Wednesday Nvidia said (opens in new tab) that Industrial Light and Magic (ILM) used Quadro GPUs to help render Rango, the just-released CGI-animated movie from Paramount Pictures and Nickelodeon. Approximately 450 ILM Quadro workstations were used in both the San Francisco and Singapore studios to help overcome production demands and timeline challenges.
"Whenever you're approaching a film of this scale you need to make your production pipeline operate as efficiently as possible -- especially when it comes to character animation work," said Tim Alexander, VFX supervisor for Rango. "By using Nvidia Quadro processors and building GPU-accelerated processes into our workflow, we saved a huge amount of rendering time."
In addition to using commercialized animation tools like Autodesk's Maya, the Rango team used a wide range of ILM's in-house applications including "Plume," a GPU-accelerated fluid solver/renderer that has been used on previous films like The Last Airbender and Harry Potter and the Half-Blood Prince. For Rango, the team added new shadow and lighting features into Plume for more realistic fire and dust effects.

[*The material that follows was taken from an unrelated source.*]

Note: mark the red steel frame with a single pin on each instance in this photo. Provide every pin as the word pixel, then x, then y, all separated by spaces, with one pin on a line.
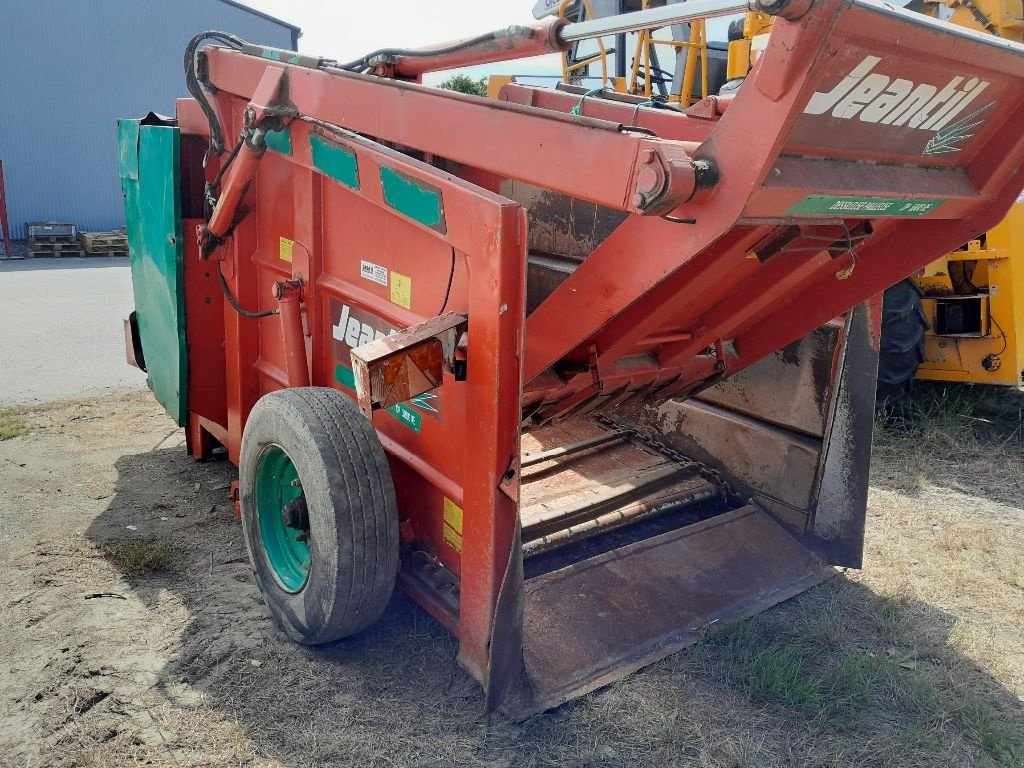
pixel 659 306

"If we have a character standing in the key light, he'll actually cast a shadow into the dust, smoke or fire. In the past we would fake those biometric ray-type effects or any sort of shading in the composite phase," Alexander said. "By using the GPU to bake shadows and lighting into the simulation, we saved a tremendous amount of time and achieved a more realistic effect by having all of the detail of the object that's casting the shadow actually in the shadow itself."
Alexander added that the team received real-time feedback on dust and fire thanks to Quadro acceleration in Plume. This meant a reduction in time and money, as previously the same feedback would have taken days to simulate the same scene. In addition, the hundreds of GPU cores in each artist's workstation also boosted the performance of ILM's GPU render farm during off-business hours, Nvidia said.
To read the full report, head here (opens in new tab). It's definitely interesting to see how GPUs affect not only the gaming industry, but Hollywood as well. Will this reduction in production time mean cheaper ticket prices for moviegoers? Probably not.